A calendar spread in a futures contract is when a contract is bought and another sold x-number of months later for the same asset. The contract that is closer to expiration is called the front contract, and the contract that expires out in the future is called the back contract. Depending on the price differential of the asset, in this case WTI futures, knowing if the back contract price will be lower than the front contract, then an investor can buy the front contract and sell the back contract for a positive investment return. The converse is also true (e.g., sell the front and buy the back contract).
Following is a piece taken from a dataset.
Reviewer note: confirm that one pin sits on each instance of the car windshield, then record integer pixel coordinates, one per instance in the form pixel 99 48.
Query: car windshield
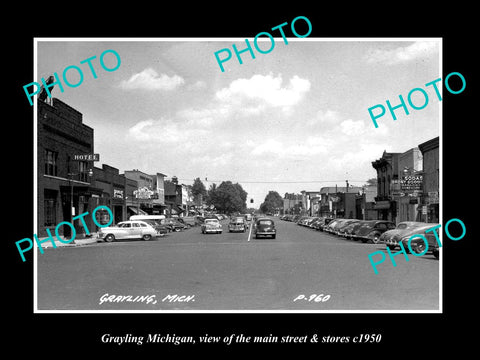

When the back contract price is higher than the front contract price, the spread (differential) is negative and the curve is upward sloping (contango). When the opposite is true, the spread is positive and the curve is downward sloping (backwardation).
Below is an observational study using supply and demand data from the U.S. Energy Information Administration (EIA) to see if this data can help forecast if the curve will be upward or downward sloping using a logit regression model.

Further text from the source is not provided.